In his economics class, Rafael Lett began to notice a pattern: The professor was always late. “My economics professor would have the TA come in and tell the class the professor is going to be late,” says Lett, 25, a math major and senior at City College. “They do that all the time and they should be fired if they are consistently late. Students are paying money and try to use their time efficiently as possible.”
Lett isn’t the only one who thinks professors should have a late policy like students.
At City College everyone knows about the 15-minute late rule, a policy that applies to classes that run for an hour and 15 minutes. If the professor is more than 15 minutes late, students can leave.

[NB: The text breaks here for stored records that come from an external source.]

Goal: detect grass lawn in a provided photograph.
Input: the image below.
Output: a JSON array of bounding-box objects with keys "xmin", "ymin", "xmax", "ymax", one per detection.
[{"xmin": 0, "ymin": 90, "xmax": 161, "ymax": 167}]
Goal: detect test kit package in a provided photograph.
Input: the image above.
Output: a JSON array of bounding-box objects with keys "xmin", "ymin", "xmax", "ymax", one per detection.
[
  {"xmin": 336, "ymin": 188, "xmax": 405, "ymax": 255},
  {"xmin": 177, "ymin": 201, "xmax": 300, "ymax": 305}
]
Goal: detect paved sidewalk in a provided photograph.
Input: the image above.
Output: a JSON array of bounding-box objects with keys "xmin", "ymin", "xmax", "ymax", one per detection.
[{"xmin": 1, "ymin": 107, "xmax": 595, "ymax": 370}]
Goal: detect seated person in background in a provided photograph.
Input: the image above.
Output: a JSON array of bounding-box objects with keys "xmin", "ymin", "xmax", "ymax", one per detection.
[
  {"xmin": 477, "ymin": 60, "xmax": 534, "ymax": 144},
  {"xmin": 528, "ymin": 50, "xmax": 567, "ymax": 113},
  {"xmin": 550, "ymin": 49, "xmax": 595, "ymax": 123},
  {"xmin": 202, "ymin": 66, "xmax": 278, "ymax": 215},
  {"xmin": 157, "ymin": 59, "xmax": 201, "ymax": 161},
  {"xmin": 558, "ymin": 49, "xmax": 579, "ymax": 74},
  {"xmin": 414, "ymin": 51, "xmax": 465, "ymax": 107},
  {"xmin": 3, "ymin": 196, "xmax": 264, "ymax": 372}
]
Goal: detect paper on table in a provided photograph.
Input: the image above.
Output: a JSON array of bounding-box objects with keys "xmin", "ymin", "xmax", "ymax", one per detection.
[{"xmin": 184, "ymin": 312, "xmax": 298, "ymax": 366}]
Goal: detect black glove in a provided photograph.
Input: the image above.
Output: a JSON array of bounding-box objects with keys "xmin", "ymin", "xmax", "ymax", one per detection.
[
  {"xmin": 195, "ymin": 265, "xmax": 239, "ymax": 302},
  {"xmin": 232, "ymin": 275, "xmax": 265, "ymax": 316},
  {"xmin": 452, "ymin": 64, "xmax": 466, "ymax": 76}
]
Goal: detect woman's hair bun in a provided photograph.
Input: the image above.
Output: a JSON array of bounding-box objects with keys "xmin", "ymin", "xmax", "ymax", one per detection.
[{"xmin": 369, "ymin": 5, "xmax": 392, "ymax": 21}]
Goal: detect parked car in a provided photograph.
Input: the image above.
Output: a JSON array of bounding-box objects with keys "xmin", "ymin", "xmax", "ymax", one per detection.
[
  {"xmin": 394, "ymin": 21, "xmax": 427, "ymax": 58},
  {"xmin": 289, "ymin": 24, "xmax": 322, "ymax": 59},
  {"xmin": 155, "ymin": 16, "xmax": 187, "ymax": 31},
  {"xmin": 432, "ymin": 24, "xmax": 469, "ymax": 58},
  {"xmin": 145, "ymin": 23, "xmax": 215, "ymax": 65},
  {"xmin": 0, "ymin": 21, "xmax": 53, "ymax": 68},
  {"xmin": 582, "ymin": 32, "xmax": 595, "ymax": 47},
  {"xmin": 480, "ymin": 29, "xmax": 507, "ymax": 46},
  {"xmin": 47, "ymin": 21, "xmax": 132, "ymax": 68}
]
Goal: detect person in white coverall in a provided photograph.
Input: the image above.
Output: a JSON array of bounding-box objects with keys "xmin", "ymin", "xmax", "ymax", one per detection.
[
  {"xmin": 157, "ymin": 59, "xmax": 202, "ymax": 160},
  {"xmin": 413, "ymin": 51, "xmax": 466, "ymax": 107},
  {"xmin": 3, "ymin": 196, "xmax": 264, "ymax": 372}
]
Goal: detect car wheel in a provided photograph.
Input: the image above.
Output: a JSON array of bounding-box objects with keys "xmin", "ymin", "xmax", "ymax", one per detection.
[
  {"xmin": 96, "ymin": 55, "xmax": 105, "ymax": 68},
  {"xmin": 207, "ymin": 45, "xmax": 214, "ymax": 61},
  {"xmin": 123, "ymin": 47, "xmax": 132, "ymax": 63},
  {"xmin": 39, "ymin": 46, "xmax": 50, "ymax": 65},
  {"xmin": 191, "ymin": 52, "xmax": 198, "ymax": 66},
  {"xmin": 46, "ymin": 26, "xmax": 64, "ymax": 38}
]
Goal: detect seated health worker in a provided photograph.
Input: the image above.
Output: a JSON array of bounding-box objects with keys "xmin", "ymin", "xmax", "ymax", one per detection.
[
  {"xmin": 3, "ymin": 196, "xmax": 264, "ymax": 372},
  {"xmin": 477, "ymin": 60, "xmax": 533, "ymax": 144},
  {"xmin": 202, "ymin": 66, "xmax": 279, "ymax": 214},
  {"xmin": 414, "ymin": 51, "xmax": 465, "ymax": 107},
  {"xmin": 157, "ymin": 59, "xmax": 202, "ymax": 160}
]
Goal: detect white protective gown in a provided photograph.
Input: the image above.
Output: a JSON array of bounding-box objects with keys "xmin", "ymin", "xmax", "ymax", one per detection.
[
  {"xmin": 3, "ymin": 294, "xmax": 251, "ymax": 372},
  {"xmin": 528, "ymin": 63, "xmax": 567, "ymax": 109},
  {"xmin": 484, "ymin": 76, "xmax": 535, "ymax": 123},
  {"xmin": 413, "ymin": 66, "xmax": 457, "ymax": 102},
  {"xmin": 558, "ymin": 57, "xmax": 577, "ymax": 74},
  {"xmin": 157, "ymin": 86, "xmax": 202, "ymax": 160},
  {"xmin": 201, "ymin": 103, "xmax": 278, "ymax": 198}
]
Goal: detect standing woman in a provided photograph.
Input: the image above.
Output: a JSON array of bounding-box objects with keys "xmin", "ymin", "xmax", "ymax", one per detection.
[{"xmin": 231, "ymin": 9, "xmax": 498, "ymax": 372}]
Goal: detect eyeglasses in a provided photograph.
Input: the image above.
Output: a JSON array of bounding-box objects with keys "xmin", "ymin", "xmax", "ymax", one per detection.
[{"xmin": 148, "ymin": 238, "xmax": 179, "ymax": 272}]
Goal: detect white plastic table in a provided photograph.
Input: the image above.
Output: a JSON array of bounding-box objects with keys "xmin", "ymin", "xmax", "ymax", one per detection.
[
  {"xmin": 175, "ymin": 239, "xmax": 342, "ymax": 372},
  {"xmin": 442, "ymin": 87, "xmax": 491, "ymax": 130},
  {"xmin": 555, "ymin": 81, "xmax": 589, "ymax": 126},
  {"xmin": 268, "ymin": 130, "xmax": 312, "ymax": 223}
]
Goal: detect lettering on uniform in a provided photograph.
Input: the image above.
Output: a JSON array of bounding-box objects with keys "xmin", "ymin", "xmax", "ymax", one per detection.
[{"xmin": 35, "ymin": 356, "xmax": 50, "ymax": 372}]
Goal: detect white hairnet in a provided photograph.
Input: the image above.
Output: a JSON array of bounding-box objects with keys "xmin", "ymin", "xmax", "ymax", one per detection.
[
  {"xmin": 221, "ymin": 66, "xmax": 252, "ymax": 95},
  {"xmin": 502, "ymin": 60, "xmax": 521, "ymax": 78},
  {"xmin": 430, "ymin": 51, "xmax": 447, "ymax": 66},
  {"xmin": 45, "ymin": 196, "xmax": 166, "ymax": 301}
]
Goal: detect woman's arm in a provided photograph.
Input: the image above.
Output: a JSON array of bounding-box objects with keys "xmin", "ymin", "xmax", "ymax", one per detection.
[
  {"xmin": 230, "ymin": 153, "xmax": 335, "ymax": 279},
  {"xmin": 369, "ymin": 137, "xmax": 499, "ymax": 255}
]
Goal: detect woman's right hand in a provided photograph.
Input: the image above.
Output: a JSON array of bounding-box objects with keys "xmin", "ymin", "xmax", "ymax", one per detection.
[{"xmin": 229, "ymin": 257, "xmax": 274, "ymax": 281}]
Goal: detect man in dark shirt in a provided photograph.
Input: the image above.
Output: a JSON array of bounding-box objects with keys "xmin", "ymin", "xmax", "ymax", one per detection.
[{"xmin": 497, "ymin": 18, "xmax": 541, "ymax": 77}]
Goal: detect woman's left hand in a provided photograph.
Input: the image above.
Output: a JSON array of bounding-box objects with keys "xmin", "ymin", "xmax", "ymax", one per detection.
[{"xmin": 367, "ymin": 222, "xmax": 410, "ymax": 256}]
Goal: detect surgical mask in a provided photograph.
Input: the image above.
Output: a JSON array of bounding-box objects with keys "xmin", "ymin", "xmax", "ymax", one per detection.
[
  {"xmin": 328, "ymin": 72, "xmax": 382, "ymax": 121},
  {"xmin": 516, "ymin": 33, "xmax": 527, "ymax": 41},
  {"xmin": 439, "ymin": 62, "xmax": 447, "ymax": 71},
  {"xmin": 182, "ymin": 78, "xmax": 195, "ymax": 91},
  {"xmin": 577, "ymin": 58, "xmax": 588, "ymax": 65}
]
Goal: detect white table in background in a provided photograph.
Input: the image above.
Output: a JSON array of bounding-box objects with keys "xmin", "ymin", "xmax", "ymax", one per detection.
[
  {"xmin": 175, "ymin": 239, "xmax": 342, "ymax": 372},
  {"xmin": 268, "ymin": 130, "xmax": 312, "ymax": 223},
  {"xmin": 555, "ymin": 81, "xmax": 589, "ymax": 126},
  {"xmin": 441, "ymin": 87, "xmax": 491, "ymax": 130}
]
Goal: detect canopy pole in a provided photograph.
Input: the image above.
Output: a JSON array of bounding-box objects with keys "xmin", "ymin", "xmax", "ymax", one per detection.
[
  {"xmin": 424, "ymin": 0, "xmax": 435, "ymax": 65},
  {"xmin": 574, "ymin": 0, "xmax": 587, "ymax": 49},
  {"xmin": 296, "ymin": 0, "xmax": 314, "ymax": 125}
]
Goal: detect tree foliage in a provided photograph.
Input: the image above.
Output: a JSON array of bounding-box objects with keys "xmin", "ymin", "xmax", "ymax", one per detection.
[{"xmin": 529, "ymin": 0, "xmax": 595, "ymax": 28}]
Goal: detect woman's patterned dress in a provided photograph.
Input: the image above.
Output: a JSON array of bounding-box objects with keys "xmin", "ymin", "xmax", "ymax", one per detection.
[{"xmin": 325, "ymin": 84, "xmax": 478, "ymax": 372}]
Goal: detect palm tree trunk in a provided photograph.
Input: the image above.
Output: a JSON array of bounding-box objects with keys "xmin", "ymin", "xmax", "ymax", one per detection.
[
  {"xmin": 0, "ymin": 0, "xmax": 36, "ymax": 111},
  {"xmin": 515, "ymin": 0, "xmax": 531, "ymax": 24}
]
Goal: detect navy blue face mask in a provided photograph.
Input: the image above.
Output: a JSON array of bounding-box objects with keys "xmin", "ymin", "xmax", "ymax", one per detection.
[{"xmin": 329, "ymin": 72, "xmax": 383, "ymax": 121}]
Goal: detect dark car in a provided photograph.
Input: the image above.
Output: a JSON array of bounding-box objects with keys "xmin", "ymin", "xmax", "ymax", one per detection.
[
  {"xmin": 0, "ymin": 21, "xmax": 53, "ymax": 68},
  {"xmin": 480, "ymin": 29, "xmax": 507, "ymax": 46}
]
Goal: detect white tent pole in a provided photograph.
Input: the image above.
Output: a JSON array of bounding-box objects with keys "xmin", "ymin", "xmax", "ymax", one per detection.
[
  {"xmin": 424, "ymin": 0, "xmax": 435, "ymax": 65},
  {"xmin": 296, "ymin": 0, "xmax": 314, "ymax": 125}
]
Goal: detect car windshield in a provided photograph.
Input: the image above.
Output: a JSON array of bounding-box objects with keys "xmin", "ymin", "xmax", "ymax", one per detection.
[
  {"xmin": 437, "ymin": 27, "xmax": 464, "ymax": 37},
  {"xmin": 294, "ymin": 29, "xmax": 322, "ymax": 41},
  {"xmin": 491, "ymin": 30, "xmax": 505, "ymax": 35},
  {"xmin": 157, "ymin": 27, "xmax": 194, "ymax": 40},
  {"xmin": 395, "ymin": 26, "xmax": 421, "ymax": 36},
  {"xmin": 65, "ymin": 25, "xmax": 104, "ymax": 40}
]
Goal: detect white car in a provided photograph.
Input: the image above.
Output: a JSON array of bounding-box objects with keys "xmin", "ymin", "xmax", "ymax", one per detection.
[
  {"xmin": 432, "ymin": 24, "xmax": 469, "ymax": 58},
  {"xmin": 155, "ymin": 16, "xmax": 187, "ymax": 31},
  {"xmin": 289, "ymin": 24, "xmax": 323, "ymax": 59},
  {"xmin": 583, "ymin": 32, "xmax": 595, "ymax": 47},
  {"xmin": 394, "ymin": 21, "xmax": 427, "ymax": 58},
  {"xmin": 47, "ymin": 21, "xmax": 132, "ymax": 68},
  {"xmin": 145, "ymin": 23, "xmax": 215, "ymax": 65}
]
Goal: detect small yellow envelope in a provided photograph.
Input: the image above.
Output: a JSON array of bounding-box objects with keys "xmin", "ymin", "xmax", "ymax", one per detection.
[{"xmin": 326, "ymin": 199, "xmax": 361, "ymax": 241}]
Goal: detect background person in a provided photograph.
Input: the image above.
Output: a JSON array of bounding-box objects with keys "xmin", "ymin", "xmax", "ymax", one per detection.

It makes sense: Time is precious. But is that enough? Unlike students professors are excluded from being penalized by anyone for being late or absent for a class.
According to the course bulletin for CCNY, students are expected to attend every class session that they are enrolled in and be on time. The instructor has the right to drop a student if they are continuously late. And for some professors being late turns into absences.
David Prince, an MCA adjunct, thinks that there should be a consequence for professors who are late. “I believe students are well within their right to report professors for being late for class,” says David Prince.“At the same time a student should be understanding if a professor has an isolated problem as to why he or she is late.”
Others take a harsher view. “I really think the late policies are unfair,” says Alana Reich, a senior at City College and a Brooklyn resident who travels on public transportation to school. “Most of us are working and [traveling] via public transportation. If professors have the opportunity to be late then so should we!”
Simone Tharkur, who commutes from White Plains, takes her professors’ tardiness in stride. “I don’t think it’s an inconvenience, but more of an annoyance,” says Tharkur, 21. “After all we have to be in class regardless if a professor is late or not.”